Fu pubblicato simultaneamente in inglese e in tedesco, nell'anno 1855. Nel 1857, due anni dopo, gli editori del "Kurzgefasstes exegetisches Handbuch zum alten Testament", pubblicato da Hirzel di Lipsia, diedero al mondo un commento ancora più elaborato di uno di questi, intitolato 'Die Bucher Exodus und Leviticus erklart yon Augustus Knobel', in cui un grande e variegato sapere è stato portato sull'argomento e una visione che, sebbene razionalista in una certa misura, era moderata rispetto a la vecchia generazione di commentatori tedeschi, come De Wette, Von Lengerke e Stahelin.
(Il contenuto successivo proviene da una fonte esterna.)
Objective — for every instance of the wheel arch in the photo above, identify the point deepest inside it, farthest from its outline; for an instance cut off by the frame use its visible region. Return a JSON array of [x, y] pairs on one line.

Infine, nel 1871, il primo volume dello "Speaker's Commentary" conteneva un'Introduzione e un Commento esplicativo sull'Esodo, accompagnati da Note e Saggi aggiuntivi - la produzione congiunta del Canon Cook e del Rev. S. Clark, notevole per la grande conoscenza di La storia egiziana e dell'antica lingua egizia che essa manifestava, una conoscenza che collocava subito l'autore principale al primo posto degli egittologi europei.


Negli ultimi anni sono state fatte alcune buone raccolte dei commentatori ebrei dell'Esodo, o del Pentateuco in generale. Tra questi i più importanti sono 'Mechilta, der alteste halach, und hagad. Commenta Z. 2. Buch Moses, yon JH Weiss,' Vienna, 1865; 'Wehishir, gesammeite, erlauterte, Midrasch- e Halachasteken z. Buche Exodus des Pentateuch, yon R. Chefez Aluf,' Lipsia, 1873; e 'Der Pentateuch, mit folgenden zehn Commentatoren, Raschi, Ibn Esra, Ramban, Rasehbam, Balhaturim, Sofurns, Asvi Eser, Mesoras Targum, Paschegen, und dem Commentar Nesina-la-ger yon R.

Nathan Adler, ferner mit Targum und Toldos Aron,' Wilna, 1876.
Importanti lavori sono stati anche scritti su parti dell'Esodo, ad esempio quella di Bryant, intitolata "Osservazioni sulle piaghe inflitte agli egiziani", seconda edizione, Londra, 1810, e quello di Millington sullo stesso argomento; anche Michaelis, "Mosaisches Recht", Francoforte, 1775-80; e il seguente sul Tabernacolo: Friedrich, "Symbolik der Mosaischen Stiftshiitte", Lipsia, 1841; e Neumann, 'Die Stiftshutte, Bild and Wort,' Gotha, 1861. Importante luce è stata data anche su quest'ultimo argomento dal Sig. James Fergusson, nel 'Dizionario della Bibbia' del Dr. Smith, art. Tempio.